February 24, 2015 / 5:08 PM / 2 years ago

Catholic head says will press government on 'shocking' poverty levels

A homeless man has a nap after chaining his bicycle loaded with his posessions to a post on Pall Mall in London October 23, 2013.Toby Melville

LONDON (Reuters) - The head of the Roman Catholic Church in England rejected calls from lawmakers to stay out of politics, saying on Tuesday he would keep up the pressure on government to tackle "shocking" levels of poverty ahead of a general election.

In a news conference to set out the Church's priorities ahead of the May 7 vote, Cardinal Vincent Nichols said he recognized and welcomed the efforts the coalition government had made to help the poor but that more needed to be done.

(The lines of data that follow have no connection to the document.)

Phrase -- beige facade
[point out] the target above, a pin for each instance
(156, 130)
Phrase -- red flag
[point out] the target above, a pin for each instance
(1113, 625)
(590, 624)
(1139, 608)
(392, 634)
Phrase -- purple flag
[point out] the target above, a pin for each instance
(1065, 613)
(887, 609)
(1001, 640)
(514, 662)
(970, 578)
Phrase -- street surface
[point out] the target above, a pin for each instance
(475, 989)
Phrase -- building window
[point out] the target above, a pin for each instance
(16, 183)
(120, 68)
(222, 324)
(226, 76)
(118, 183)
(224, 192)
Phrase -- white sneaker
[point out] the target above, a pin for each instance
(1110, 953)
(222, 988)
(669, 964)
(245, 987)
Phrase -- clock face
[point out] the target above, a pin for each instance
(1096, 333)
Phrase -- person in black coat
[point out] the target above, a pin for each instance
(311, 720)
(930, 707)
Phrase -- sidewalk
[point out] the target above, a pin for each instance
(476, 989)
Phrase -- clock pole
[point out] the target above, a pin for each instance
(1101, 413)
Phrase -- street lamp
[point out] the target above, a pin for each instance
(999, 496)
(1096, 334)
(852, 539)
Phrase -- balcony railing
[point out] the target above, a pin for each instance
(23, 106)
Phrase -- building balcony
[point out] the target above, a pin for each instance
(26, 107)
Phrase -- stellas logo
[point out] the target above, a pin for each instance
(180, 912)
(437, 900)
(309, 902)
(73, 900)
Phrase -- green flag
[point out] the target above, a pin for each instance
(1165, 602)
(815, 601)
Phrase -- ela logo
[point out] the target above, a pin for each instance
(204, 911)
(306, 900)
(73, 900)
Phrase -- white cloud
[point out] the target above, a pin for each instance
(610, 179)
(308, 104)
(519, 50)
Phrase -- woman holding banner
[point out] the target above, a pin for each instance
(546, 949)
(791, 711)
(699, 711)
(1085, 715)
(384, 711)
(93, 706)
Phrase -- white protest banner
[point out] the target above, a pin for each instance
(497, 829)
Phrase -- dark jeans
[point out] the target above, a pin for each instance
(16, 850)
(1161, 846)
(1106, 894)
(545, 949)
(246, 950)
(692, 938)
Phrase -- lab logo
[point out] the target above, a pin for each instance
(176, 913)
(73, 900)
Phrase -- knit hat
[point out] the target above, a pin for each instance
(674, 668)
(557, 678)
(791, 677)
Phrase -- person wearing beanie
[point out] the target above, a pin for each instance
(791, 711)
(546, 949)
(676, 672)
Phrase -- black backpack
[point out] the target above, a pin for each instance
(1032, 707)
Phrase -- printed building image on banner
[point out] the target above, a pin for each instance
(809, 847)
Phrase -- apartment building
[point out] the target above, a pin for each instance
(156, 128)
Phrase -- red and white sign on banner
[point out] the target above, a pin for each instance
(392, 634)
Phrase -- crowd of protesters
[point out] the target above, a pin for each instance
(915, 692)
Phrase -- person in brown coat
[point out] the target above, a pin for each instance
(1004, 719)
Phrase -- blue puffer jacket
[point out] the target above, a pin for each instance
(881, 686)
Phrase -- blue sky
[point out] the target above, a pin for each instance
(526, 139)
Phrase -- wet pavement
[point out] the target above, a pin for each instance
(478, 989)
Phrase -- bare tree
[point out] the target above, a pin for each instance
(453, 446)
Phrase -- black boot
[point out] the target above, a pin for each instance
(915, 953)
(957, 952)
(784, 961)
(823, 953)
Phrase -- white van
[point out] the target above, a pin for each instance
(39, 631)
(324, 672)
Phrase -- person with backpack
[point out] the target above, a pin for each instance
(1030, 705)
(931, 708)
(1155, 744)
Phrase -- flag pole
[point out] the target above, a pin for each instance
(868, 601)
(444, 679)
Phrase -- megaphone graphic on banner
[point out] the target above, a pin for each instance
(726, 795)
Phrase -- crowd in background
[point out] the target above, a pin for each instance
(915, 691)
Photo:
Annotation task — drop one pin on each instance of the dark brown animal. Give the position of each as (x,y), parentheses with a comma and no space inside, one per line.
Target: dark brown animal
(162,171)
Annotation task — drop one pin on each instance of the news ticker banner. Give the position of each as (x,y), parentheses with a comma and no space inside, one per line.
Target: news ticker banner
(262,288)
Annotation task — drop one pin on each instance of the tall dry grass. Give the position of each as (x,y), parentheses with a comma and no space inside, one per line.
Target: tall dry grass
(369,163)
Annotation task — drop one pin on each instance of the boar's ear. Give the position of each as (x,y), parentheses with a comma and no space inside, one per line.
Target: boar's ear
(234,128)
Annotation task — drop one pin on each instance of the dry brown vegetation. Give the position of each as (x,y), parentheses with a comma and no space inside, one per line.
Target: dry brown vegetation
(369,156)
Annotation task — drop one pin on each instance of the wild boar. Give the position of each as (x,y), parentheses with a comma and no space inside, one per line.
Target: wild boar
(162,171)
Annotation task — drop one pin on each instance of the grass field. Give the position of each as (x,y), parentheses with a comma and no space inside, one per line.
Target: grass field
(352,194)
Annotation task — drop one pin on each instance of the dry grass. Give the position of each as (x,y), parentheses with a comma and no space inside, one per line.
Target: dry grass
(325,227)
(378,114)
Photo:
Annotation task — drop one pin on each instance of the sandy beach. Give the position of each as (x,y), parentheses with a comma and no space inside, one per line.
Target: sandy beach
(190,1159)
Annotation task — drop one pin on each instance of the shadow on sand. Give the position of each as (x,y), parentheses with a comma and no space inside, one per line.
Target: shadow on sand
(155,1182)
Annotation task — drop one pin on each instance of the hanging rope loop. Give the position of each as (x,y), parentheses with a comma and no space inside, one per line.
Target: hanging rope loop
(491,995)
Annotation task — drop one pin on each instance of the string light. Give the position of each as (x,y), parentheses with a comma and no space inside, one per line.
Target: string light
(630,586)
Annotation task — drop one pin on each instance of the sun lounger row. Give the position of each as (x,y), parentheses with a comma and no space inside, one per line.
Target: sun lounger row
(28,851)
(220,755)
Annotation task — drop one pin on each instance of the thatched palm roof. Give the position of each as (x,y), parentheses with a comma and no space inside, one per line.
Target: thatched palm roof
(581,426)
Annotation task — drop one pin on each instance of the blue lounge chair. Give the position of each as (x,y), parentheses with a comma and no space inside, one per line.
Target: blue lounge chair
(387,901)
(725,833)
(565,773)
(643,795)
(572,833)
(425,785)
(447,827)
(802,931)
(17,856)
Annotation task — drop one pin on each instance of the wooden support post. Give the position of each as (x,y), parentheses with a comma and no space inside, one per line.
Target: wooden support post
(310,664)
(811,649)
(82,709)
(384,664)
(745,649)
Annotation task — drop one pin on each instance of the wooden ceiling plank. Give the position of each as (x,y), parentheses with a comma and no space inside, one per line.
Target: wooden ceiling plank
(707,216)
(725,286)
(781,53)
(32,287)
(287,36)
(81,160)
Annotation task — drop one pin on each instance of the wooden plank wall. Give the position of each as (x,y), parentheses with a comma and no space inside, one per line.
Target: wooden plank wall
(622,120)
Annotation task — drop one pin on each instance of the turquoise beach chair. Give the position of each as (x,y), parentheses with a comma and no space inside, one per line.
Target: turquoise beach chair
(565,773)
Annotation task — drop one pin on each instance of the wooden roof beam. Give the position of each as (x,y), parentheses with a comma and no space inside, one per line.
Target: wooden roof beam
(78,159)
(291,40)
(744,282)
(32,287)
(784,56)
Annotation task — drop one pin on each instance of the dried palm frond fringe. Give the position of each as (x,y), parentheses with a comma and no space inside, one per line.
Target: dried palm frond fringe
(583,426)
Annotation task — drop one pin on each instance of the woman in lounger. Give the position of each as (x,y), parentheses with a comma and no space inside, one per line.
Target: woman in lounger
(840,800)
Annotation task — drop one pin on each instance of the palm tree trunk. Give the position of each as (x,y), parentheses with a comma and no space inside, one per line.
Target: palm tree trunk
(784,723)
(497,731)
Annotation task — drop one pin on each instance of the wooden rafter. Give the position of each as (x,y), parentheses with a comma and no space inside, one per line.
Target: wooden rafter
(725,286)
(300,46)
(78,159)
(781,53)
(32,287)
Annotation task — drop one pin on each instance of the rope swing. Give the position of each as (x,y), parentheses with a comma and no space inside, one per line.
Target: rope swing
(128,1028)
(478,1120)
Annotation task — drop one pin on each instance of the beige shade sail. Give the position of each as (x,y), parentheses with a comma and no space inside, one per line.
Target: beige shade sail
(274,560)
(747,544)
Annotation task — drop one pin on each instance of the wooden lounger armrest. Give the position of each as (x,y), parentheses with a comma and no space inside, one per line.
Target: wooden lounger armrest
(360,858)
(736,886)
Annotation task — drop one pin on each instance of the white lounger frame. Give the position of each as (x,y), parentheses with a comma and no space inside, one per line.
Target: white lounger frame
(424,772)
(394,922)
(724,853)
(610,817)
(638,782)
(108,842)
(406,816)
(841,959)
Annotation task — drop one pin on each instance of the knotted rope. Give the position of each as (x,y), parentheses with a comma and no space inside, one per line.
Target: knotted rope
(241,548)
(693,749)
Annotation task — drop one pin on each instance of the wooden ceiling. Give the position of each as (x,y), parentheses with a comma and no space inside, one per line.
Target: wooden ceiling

"It is shocking that in a society as rich as ours there are people, even people in employment, who are dependent on food banks and handouts," he said.

Nichols, Archbishop of Westminster and the most senior Catholic in England and Wales, was speaking a week after the Church of England made a rare foray into politics by warning that British democracy was failing and the immigration debate turning racist.

That intervention riled several politicians who said the Church should stay out of politics. Nichols however said he simply could not accept that argument and that the church could bring a deeper level of understanding to the debate.

"My job is to keep putting forward the actual reality on the ground in many difficult circumstances," he said. "That is a contribution that our public life and our political life really needs."

The election, expected to be one of the tightest in decades, will be held on May 7. Two of the biggest issues are how the next government should tackle Britain's sizeable budget deficit, including cuts to welfare spending, and immigration.

Nichols also called on politicians to engage more people by raising the level of debate ahead of the election.

In a letter to Catholic voters, the Church also said its followers should consider their candidates' stance on issues including abortion, assisted suicide and other life issues before making their decision.